Marghera, Torino, Milano e le fabbriche che formavano il nuovo paesaggio metropolitano del boom economico divennero l’ambito privilegiato di un’analisi che non si accontentava più della lettura di una sinistra politica e sindacale che sembrava non cogliere il punto fondamentale delle trasformazioni in corso. Era divenuto ormai chiaro che il nuovo soggetto della produzione, l’operaio-massa della fabbrica fordista, aveva travolto le consolidate forme di rappresentazione del mondo dominanti fino al decennio precedente, centrate su valori e classificazioni che il nuovo modello sociale e produttivo, al cui interno quel soggetto si impone, aveva reso inservibili. Un modo di fare inchiesta che è proseguito nei decenni successivi.

 

L’analisi del modello postfordista e la coniazione del felice termine di “operaio sociale” e di “moltitudine produttiva” come soggetti del nuovo assetto che aveva come presupposto la forma globale del capitale e dei rapporti di potere aveva bisogno di un modello d’inchiesta che andasse ben al di là delle mura perimetrali della fabbrica.

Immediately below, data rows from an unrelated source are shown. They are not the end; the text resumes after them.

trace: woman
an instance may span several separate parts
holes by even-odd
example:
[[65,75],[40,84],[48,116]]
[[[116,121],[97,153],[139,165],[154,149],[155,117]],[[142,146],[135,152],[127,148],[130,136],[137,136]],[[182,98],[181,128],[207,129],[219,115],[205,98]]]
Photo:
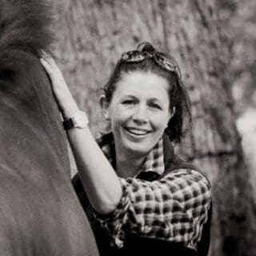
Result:
[[147,42],[122,55],[100,98],[111,132],[98,144],[54,62],[42,63],[66,120],[79,173],[75,187],[81,180],[78,196],[101,254],[206,255],[210,185],[172,146],[190,122],[174,58]]

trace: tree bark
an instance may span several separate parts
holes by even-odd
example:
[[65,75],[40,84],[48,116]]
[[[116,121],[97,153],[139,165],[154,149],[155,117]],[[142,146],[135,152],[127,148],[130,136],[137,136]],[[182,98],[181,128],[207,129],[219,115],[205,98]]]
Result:
[[256,255],[255,198],[235,126],[229,52],[216,0],[62,0],[55,53],[74,97],[102,123],[95,94],[124,51],[142,41],[180,63],[194,124],[182,146],[213,186],[211,255]]

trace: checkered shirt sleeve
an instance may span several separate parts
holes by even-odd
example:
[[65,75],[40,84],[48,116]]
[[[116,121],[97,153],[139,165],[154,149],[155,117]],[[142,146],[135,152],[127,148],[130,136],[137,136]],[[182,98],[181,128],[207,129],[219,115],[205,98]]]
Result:
[[210,185],[199,172],[180,169],[160,180],[121,178],[122,197],[106,218],[96,218],[113,242],[123,246],[126,232],[196,249],[211,201]]

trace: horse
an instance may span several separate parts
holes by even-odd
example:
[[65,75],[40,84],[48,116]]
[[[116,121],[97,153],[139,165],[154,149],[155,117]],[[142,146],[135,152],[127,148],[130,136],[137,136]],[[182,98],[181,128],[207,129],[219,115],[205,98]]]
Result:
[[0,255],[98,255],[70,182],[65,132],[39,58],[45,0],[0,0]]

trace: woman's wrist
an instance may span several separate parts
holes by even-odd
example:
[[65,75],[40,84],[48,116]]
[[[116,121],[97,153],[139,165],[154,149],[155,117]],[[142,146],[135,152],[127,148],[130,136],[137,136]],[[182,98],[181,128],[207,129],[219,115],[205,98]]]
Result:
[[70,118],[78,110],[79,110],[79,107],[74,101],[73,102],[66,103],[65,107],[62,107],[62,113],[64,119]]

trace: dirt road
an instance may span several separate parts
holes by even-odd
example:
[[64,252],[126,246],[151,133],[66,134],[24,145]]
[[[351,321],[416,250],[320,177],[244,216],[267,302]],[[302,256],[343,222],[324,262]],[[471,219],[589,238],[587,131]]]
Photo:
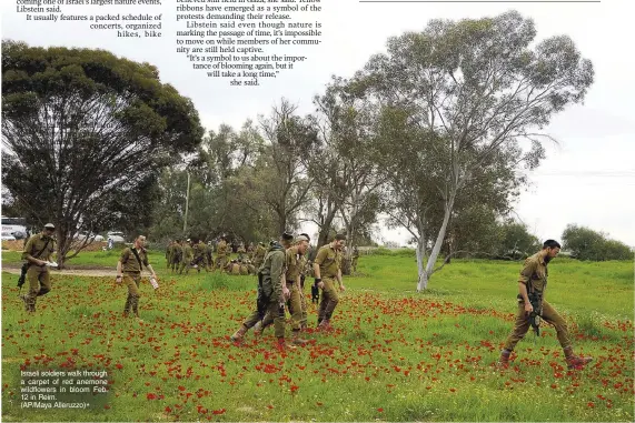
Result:
[[[9,272],[12,274],[20,274],[20,268],[14,266],[2,266],[2,272]],[[61,275],[78,275],[78,276],[117,276],[117,269],[65,269],[54,270],[51,269],[51,274]]]

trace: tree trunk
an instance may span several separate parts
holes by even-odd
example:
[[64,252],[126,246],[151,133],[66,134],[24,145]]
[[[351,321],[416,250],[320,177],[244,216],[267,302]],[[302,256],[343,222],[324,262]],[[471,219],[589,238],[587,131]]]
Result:
[[424,274],[426,273],[424,270],[424,255],[425,255],[425,241],[419,238],[417,240],[417,249],[416,249],[416,253],[417,253],[417,274],[418,274],[418,281],[417,281],[417,291],[421,291],[426,289],[427,285],[427,276],[424,278]]
[[452,208],[454,205],[454,195],[450,198],[450,201],[446,203],[446,210],[444,214],[444,221],[441,223],[441,228],[439,229],[439,233],[437,235],[437,240],[435,241],[435,245],[433,246],[433,251],[430,252],[430,256],[428,258],[428,262],[426,265],[426,271],[424,272],[425,280],[419,280],[419,285],[423,286],[421,289],[426,289],[428,286],[428,281],[433,275],[433,271],[435,269],[435,263],[437,262],[437,258],[439,256],[439,252],[441,250],[441,245],[444,243],[445,234],[447,231],[447,223],[449,222],[449,215],[452,213]]

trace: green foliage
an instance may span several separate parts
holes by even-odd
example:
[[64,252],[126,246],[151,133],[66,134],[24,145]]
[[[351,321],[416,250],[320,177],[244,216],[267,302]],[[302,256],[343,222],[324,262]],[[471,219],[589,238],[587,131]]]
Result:
[[80,231],[147,229],[160,169],[201,135],[149,63],[2,42],[2,180],[24,216],[56,223],[62,265]]
[[[160,260],[160,288],[140,284],[142,322],[121,318],[127,290],[112,278],[68,275],[24,319],[18,275],[2,274],[3,421],[633,421],[629,261],[549,264],[548,301],[575,351],[594,356],[568,373],[547,324],[518,344],[513,369],[493,367],[520,263],[456,260],[418,294],[411,256],[361,255],[367,276],[345,278],[335,331],[309,330],[311,344],[282,355],[272,328],[228,339],[255,309],[255,278],[169,275]],[[309,328],[316,312],[309,302]],[[108,409],[20,407],[21,367],[88,363],[112,381]]]
[[568,224],[563,232],[563,250],[578,260],[606,261],[629,260],[634,251],[619,241],[586,226]]

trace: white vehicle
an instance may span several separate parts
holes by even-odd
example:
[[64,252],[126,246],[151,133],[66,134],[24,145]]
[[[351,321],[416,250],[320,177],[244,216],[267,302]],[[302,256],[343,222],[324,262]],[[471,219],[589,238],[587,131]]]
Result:
[[24,218],[2,216],[2,240],[14,241],[27,238],[27,220]]
[[[86,239],[86,236],[87,236],[86,233],[78,233],[77,235],[75,235],[75,239],[76,239],[76,240],[81,240],[81,241],[83,241],[83,240]],[[96,242],[103,241],[103,236],[101,236],[101,235],[96,235],[95,233],[89,234],[88,238],[89,238],[89,239],[93,239],[93,241],[96,241]]]
[[126,240],[123,239],[123,232],[108,232],[107,234],[108,240],[112,240],[115,243],[123,243]]

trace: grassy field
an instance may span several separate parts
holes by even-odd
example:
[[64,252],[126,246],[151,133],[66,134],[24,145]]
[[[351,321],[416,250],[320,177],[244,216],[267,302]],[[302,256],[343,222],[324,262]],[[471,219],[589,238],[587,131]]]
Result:
[[[118,256],[97,254],[109,266]],[[152,259],[163,276],[157,291],[142,284],[142,322],[121,318],[126,289],[109,278],[56,276],[28,319],[18,276],[2,274],[3,421],[634,419],[632,262],[550,264],[547,299],[592,365],[567,371],[545,325],[497,371],[519,263],[453,261],[417,293],[414,258],[363,256],[360,274],[345,280],[336,330],[280,354],[272,329],[229,342],[255,305],[254,276],[171,276],[161,254]],[[315,305],[309,313],[315,325]],[[103,369],[110,393],[91,410],[24,410],[20,367]]]

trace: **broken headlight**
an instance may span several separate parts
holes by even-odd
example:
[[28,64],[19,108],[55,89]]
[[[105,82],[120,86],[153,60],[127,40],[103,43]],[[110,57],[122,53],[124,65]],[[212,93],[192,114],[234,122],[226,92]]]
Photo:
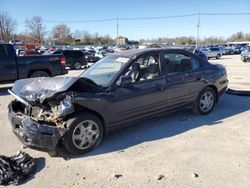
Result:
[[60,104],[56,107],[54,107],[54,119],[66,116],[68,114],[71,114],[74,112],[74,106],[71,96],[66,96],[62,101],[60,101]]

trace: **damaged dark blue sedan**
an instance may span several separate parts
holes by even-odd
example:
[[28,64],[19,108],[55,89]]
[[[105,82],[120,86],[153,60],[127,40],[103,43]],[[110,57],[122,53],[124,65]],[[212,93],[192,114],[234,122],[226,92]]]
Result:
[[115,53],[79,77],[16,81],[9,92],[13,132],[27,146],[74,154],[118,127],[184,107],[210,113],[228,85],[222,65],[181,49]]

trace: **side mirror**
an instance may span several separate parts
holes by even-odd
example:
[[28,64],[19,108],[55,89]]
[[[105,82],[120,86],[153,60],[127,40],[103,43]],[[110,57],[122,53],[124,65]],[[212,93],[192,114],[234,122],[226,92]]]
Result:
[[117,85],[120,87],[124,87],[126,85],[131,84],[133,81],[132,77],[130,75],[127,76],[121,76],[119,80],[117,81]]

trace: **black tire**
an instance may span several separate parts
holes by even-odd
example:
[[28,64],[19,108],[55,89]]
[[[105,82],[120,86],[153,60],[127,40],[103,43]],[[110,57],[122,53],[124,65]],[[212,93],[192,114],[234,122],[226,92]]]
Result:
[[50,75],[45,71],[35,71],[30,75],[30,78],[35,77],[49,77]]
[[[206,95],[207,93],[212,96],[213,103],[210,104],[210,102],[209,102],[209,105],[207,104],[208,106],[207,106],[207,108],[205,108],[205,105],[204,105],[204,103],[202,104],[201,100],[203,100],[203,101],[205,100],[204,99],[204,97],[205,97],[204,95]],[[215,103],[216,103],[216,94],[215,94],[215,91],[212,88],[210,88],[210,87],[206,87],[205,89],[203,89],[199,93],[199,95],[198,95],[198,97],[197,97],[197,99],[196,99],[196,101],[194,103],[193,110],[198,115],[207,115],[207,114],[209,114],[213,110]]]
[[80,70],[82,68],[82,63],[80,61],[76,61],[71,67],[75,70]]
[[[91,129],[92,131],[99,132],[98,135],[95,135],[96,137],[93,137],[94,134],[90,135],[89,132],[84,132],[83,133],[84,136],[83,136],[83,134],[81,132],[81,130],[82,130],[81,128],[83,126],[85,126],[85,124],[88,121],[94,122],[96,124],[95,129]],[[82,123],[84,123],[84,124],[82,124]],[[63,145],[64,145],[65,149],[69,153],[72,153],[72,154],[84,154],[84,153],[87,153],[87,152],[91,151],[92,149],[96,148],[102,141],[102,138],[103,138],[103,123],[97,116],[95,116],[93,114],[84,113],[84,112],[79,113],[79,114],[75,115],[74,117],[72,117],[71,119],[69,119],[67,121],[67,126],[69,128],[69,131],[65,134],[62,141],[63,141]],[[89,126],[89,123],[88,123],[87,126]],[[93,127],[94,127],[94,124],[93,124],[92,128]],[[85,128],[85,129],[87,130],[87,128]],[[78,131],[79,134],[77,133],[77,131]],[[93,143],[90,144],[89,140],[91,140],[91,139],[89,137],[91,137],[91,136],[92,136],[92,139],[93,138],[95,139],[95,141],[93,141]],[[78,140],[78,137],[81,137],[80,138],[81,140]],[[81,147],[80,145],[81,145],[83,140],[85,142],[84,143],[85,145],[86,144],[90,144],[90,145],[88,147],[82,146],[82,148],[80,148]]]
[[220,59],[220,54],[217,54],[217,56],[215,58],[216,59]]

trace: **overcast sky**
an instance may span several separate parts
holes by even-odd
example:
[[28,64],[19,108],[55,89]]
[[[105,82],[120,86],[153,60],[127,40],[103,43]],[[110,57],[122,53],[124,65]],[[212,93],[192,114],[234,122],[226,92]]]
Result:
[[[250,0],[0,0],[0,10],[18,22],[17,32],[25,30],[26,18],[41,16],[47,30],[65,23],[85,30],[116,37],[116,20],[73,22],[110,18],[165,17],[196,13],[250,13]],[[200,18],[200,37],[228,37],[242,31],[250,33],[250,14]],[[53,22],[51,22],[53,21]],[[119,20],[119,35],[129,39],[196,36],[198,15],[149,20]]]

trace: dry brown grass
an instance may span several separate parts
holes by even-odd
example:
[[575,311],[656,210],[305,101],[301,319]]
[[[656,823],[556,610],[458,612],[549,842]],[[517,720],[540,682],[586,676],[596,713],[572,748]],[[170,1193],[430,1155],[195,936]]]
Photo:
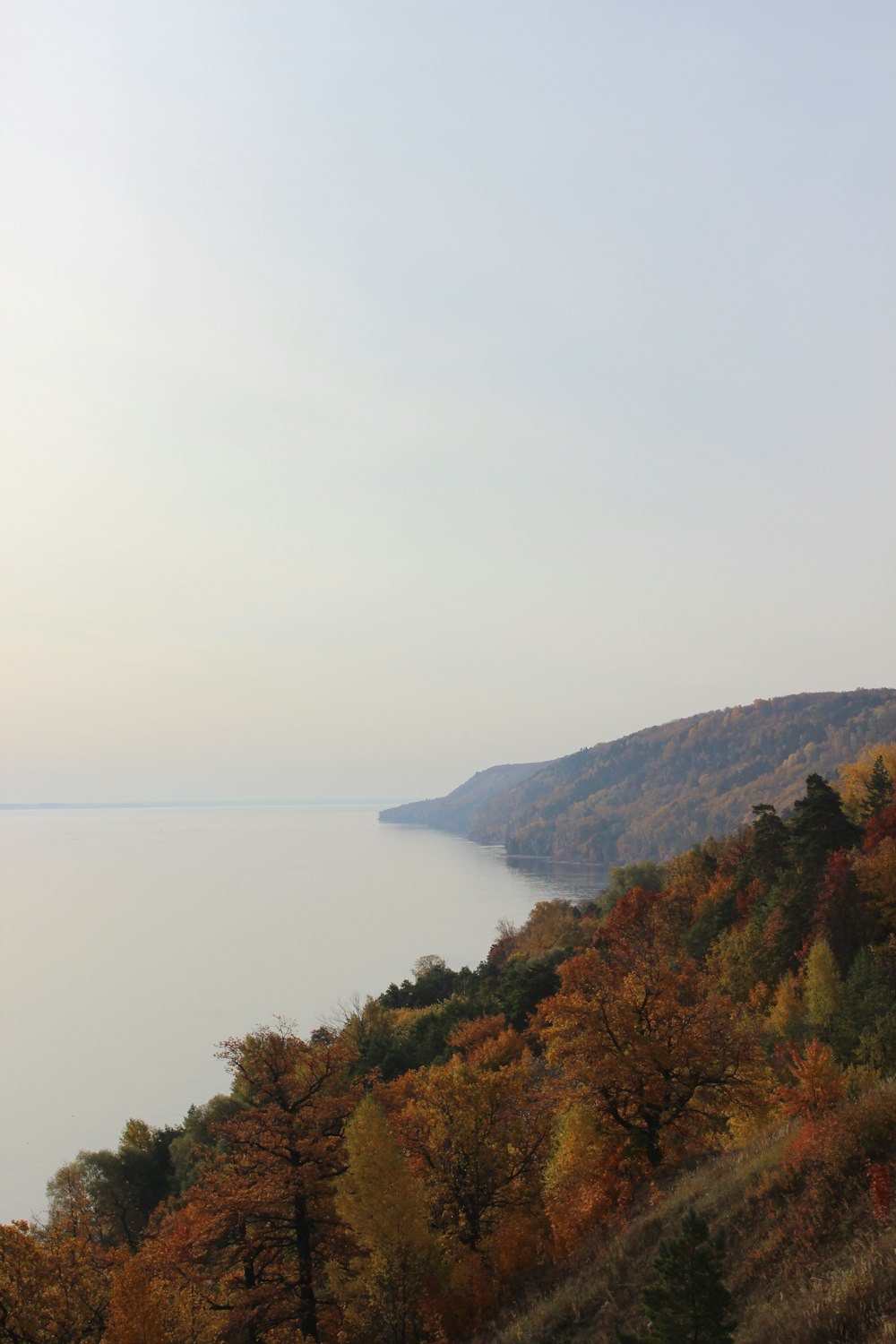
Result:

Lì, la pratica operaista ha cominciato a mettere sotto la lente d’ingrandimento un mondo che ancora oggi è, a mio modo di vedere, tutt’altro che compreso nella sua interezza, sotto molti punti di vista. Sono cambiati i punti di riferimento per dare avvio all’inchiesta, sono cambiati gli strumenti e la mappa cognitiva che era stata utile fino a non molto tempo addietro. Di ciò, il Negri “sociologo” era ben consapevole e ne ha date molte testimonianze.

 

Questo è un insegnamento che, comunque si voglia giudicare Toni Negri, credo rimarrà ancora a lungo tra chi, come io stesso, crede che solo l’inchiesta possa offrire gli strumenti adeguati a comprendere una complessità come quella attuale di cui, come allora, non siamo in grado di comprendere nulla se non mettiamo gli stivali nel fango. Solo stando lì, cercando di capire come lo sfruttamento della forza lavoro basato ieri sul tempo della fabbrica assume oggi il tratto dell’estrattivismo dai corpi nel tempo della vita sarà possibile capire anche come un’inchiesta può diventare attivista, quali strumenti dobbiamo mettere in gioco e quali toglierci dai piedi.

 

Così facendo saremo in grado di cogliere a pieno e valorizzare la potenza che ci ha lasciato uno dei maggiori intellettuali militanti del Novecento.